(89)Zr-pembrolizumab biodistribution is influenced by PD-1-mediated uptake in lymphoid organs

BACKGROUND: To better predict response to immune checkpoint therapy and toxicity in healthy tissues, insight in the in vivo behavior of immune checkpoint targeting monoclonal antibodies is essential. Therefore, we aimed to study in vivo pharmacokinetics and whole-body distribution of zirconium-89 ((89)Zr) labeled programmed cell death protein-1 (PD-1) targeting pembrolizumab with positron-emission tomography (PET) in humanized mice. METHODS: Humanized (huNOG) and non-humanized NOG mice were xenografted with human A375M melanoma cells. PET imaging was performed on day 7 post (89)Zr-pembrolizumab (10 µg, 2.5 MBq) administration, followed by ex vivo biodistribution studies. Other huNOG mice bearing A375M tumors received a co-injection of excess (90 µg) unlabeled pembrolizumab or (89)Zr-IgG(4) control (10 µg, 2.5 MBq).
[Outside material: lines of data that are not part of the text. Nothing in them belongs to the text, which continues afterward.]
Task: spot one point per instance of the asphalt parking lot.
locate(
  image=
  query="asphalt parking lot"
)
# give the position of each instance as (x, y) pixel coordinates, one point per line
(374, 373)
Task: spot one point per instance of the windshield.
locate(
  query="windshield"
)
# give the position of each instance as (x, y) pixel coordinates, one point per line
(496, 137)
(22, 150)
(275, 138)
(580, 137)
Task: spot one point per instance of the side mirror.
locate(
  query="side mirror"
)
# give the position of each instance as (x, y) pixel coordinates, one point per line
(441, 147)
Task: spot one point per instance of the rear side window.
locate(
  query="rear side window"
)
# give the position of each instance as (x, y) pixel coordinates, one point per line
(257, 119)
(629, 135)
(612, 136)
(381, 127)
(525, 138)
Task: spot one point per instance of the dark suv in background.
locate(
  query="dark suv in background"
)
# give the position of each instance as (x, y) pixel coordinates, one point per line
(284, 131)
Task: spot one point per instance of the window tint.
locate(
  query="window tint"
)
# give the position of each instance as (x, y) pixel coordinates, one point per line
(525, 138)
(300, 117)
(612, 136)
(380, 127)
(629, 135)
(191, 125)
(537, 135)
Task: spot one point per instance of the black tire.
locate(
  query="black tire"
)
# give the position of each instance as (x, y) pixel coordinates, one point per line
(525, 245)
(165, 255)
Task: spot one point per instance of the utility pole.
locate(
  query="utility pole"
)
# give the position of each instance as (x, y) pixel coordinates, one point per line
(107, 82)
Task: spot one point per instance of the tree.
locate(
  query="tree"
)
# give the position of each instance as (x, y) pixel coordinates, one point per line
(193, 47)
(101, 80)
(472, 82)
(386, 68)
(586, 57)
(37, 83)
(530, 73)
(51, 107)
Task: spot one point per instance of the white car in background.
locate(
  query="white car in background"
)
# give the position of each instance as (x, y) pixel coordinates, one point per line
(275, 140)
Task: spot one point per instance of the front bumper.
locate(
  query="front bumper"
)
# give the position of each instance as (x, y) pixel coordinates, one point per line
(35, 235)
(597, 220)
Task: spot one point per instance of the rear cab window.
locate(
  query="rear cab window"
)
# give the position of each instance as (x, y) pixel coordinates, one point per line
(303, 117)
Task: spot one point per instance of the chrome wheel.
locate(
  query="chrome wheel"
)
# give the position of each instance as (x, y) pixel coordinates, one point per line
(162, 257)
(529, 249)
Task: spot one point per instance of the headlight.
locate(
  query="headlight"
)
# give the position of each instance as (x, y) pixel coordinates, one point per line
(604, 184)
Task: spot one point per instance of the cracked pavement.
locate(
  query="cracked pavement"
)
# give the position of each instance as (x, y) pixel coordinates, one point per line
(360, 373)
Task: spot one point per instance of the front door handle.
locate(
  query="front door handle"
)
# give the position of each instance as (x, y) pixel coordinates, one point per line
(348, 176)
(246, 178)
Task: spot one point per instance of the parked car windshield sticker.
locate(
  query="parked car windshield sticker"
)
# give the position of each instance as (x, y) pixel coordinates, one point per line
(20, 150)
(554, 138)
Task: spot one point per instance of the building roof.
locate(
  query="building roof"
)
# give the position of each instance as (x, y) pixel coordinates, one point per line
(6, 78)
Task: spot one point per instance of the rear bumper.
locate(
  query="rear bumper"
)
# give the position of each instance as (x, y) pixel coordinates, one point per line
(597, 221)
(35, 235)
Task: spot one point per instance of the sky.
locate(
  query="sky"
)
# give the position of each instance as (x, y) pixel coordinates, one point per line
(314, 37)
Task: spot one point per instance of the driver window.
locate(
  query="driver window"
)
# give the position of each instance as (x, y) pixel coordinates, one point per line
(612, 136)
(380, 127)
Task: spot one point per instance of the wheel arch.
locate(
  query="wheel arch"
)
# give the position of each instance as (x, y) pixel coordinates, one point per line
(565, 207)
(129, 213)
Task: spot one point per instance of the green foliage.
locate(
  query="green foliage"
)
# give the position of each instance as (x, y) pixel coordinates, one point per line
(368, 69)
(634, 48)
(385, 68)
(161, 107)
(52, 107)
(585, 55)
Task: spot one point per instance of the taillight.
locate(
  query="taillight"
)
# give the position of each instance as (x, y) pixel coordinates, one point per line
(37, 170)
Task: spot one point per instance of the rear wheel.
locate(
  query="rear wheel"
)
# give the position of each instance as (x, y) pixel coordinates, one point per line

Tumor and spleen tissue were studied with autoradiography and immunohistochemically including PD-1. RESULTS: PET imaging and biodistribution studies showed high (89)Zr-pembrolizumab uptake in tissues containing human immune cells, including spleen, lymph nodes and bone marrow. Tumor uptake of (89)Zr-pembrolizumab was lower than uptake in lymphoid tissues, but higher than uptake in other organs. High uptake in lymphoid tissues could be reduced by excess unlabeled pembrolizumab. Tracer activity in blood pool was increased by addition of unlabeled pembrolizumab, but tumor uptake was not affected. Autoradiography supported PET findings and immunohistochemical staining on spleen and lymph node tissue showed PD-1 positive cells, whereas tumor tissue was PD-1 negative. CONCLUSION: (89)Zr-pembrolizumab whole-body biodistribution showed high PD-1-mediated uptake in lymphoid tissues, such as spleen, lymph nodes and bone marrow, and modest tumor uptake. Our data may enable evaluation of (89)Zr-pembrolizumab whole-body distribution in patients.